Was wird dir am meisten fehlen?
Definitiv die Trainingsroutine, das Adrenalin kurz vor dem Einsteigen, die Spannung vor den Wettkämpfen – auch wenn sie für mein Umfeld manchmal nicht ganz leicht auszuhalten war.
Was ist dein Tipp an die jungen Athlet*innen?
Alles hat seinen Preis. Man sollte sich ehrlich fragen: Will ich das wirklich – und wie weit bin ich bereit, dafür zu gehen? Letztlich ist es nur ein Abschnitt im Leben, und wenn man mit bleibenden mentalen oder körperlichen Schäden herausgeht, war es das sicher nicht wert. Macht es aus Leidenschaft und Spaß an der Sache – das ist das Wichtigste.
Wie geht es jetzt für dich weiter?
Klettern wird immer ein Teil von mir bleiben und weiterhin einen wichtigen Platz in meinem Leben einnehmen. Ich möchte meine Erfahrungen an die nächste Generation weitergeben – vielleicht auch in einem beruflichen Kontext.

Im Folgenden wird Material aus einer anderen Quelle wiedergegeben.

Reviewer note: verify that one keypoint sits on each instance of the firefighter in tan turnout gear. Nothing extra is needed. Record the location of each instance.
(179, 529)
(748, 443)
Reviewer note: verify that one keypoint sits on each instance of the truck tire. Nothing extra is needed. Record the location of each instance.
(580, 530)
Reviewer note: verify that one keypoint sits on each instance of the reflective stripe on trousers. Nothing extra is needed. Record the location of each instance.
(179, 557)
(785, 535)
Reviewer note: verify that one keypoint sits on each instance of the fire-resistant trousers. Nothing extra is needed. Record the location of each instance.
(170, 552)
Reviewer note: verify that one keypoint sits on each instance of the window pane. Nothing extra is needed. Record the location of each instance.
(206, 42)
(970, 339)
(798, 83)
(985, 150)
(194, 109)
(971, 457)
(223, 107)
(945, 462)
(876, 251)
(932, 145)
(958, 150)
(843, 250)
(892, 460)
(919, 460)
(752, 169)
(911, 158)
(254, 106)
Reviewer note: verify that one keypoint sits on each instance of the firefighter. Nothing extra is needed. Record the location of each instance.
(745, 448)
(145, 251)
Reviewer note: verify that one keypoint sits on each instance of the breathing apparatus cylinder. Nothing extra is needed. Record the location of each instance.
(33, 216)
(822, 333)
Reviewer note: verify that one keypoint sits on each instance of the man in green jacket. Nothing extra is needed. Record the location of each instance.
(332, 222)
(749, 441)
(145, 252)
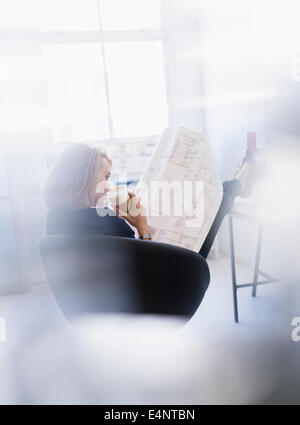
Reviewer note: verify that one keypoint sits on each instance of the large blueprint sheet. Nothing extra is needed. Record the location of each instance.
(182, 156)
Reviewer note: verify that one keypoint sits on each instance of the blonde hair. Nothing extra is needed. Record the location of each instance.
(73, 177)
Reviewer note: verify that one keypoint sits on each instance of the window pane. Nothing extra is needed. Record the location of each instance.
(130, 14)
(76, 91)
(68, 15)
(60, 15)
(136, 88)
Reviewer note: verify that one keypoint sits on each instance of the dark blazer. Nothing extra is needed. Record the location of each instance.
(89, 221)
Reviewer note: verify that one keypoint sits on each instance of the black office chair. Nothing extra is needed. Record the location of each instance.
(92, 274)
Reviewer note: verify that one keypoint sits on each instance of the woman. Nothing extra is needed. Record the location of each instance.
(78, 182)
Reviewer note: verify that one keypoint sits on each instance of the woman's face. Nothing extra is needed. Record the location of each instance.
(103, 185)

Christoph Hanke – Eine beeindruckende Laufbahn im Wettkampfklettern
Mit dem Weltcup in Madrid im Sommer 2025 beendet Christoph Hanke nach 17 Jahren seine internationale Wettkampfkarriere. Er zählt zu den erfolgreichsten deutschen Leadkletterern seiner Generation – ein Athlet, der mit Leidenschaft, Disziplin und Sympathie unsere Kletterszene über viele Jahre geprägt hat.
Die Anfänge
2008 tritt Christoph erstmals auf nationaler Ebene in Erscheinung. In der Jugend B startet er bei der Deutschen Jugendmeisterschaft Bouldern in Pforzheim und kurz darauf im Lead. Schon 2009 zeigt sich sein großes Talent: Gleich vier zweite Plätze bei den Deutschen Jugendcups, sowohl im Bouldern als auch im Lead, markieren den Beginn seiner Erfolgsgeschichte.

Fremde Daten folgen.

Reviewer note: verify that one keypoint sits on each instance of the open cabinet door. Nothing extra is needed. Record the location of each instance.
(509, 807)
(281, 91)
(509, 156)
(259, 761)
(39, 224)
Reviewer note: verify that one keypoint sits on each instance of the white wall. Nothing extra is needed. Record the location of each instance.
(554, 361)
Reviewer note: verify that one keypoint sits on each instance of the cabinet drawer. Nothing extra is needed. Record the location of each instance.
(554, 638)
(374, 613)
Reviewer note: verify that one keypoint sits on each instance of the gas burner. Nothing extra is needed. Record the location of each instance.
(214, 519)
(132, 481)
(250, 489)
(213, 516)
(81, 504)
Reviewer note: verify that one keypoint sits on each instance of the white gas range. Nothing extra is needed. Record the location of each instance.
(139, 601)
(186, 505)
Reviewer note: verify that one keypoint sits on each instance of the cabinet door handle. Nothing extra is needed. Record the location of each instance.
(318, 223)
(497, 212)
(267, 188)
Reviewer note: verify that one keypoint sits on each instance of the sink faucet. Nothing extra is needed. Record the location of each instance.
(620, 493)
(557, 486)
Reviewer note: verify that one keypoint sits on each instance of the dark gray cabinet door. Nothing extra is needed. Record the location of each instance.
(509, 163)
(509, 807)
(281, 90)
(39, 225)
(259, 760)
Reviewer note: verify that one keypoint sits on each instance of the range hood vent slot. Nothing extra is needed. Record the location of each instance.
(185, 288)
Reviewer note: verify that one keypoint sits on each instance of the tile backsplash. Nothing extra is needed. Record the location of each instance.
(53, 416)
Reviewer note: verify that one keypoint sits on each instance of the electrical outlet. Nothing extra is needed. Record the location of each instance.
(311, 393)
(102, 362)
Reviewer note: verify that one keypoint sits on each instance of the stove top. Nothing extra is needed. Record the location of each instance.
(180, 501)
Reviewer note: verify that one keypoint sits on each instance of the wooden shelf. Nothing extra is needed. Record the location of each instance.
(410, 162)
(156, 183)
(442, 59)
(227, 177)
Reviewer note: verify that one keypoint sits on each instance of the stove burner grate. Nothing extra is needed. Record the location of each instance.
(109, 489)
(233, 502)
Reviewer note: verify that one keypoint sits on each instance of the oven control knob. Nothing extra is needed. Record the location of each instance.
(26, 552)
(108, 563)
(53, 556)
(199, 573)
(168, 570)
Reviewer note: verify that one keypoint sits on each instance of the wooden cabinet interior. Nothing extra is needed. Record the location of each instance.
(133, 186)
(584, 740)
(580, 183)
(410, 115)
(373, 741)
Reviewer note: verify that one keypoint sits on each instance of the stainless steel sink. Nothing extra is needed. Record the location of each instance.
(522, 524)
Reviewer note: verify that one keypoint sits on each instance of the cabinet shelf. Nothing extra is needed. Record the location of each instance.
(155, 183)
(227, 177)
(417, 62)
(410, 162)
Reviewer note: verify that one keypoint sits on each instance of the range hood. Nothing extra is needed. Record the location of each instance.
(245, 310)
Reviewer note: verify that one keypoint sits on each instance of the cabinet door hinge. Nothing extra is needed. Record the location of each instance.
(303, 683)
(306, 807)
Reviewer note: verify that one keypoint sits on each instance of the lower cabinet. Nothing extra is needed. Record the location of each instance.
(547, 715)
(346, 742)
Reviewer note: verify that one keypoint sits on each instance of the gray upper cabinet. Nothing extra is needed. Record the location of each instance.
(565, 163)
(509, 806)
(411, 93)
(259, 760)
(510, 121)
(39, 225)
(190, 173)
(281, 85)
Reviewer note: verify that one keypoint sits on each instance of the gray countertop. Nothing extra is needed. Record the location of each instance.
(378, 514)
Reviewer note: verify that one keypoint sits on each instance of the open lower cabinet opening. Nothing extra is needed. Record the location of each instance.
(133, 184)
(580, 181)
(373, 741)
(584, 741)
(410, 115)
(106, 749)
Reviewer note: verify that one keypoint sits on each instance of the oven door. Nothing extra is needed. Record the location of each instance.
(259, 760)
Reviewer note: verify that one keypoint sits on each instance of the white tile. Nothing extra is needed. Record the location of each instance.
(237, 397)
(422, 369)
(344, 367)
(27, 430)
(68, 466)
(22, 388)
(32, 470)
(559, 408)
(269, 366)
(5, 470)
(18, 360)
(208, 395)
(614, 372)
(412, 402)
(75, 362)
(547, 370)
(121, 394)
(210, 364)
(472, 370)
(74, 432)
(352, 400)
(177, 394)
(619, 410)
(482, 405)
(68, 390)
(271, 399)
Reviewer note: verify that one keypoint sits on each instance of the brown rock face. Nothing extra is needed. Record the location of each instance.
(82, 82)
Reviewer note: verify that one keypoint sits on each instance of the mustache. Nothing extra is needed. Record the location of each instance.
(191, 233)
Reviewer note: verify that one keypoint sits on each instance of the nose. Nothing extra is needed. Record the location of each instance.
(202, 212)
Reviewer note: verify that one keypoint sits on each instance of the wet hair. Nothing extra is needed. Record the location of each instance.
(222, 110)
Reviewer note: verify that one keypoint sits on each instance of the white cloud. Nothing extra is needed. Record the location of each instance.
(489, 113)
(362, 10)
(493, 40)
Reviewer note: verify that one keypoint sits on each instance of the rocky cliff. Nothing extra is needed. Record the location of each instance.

Der Weg in die deutsche Spitze
2010 geht es dann bereits für den damals 16-Jährige zu den Erwachsenen. Mit Platz 43 bei seinem ersten Deutschen Bouldercup ist zwar noch Luft nach oben, aber mit gerade mal 16 Jahren bereits bei den Erwachsenen mitzuspielen zeigt bereits sein Talent. Im selben Jahr entdeckt er seine Leidenschaft für das Leadklettern, das fortan zu seiner Paradedisziplin wird. 2011 folgen Starts bei mehreren European Youth Cups, bei denen er sich kontinuierlich verbessert. Mit seiner ersten internationalen Podestplatzierung im selben Jahr und Platz 8 bei der Deutschen Meisterschaft im Lead beweist er sich langsam unter starker Konkurrenz wie Jan Hojer, Sebastian Halenke, Martin Tekles oder Alex Megos.
Durchbruch auf der internationalen Bühne
2012 erreicht Chris bei den Jugendweltmeisterschaften erstmals das Finale und belegt Rang 5. Ein wichtiger Meilenstein und Grundlage für den festen Bestandteil des Weltcupteams im Lead. In den folgenden Jahren startet er regelmäßig auf Weltcups, lässt fast kein Event aus und verbessert sich stetig. Ab 2013 klettert er regelmäßig ins Halbfinale und ist aus der Weltcupserie nicht mehr wegzudenken. 2017 gelingt schließlich der erste Finaleinzug im Weltcup: Platz 6 in Villars. Ein sportlicher Höhepunkt und persönlicher Meilenstein!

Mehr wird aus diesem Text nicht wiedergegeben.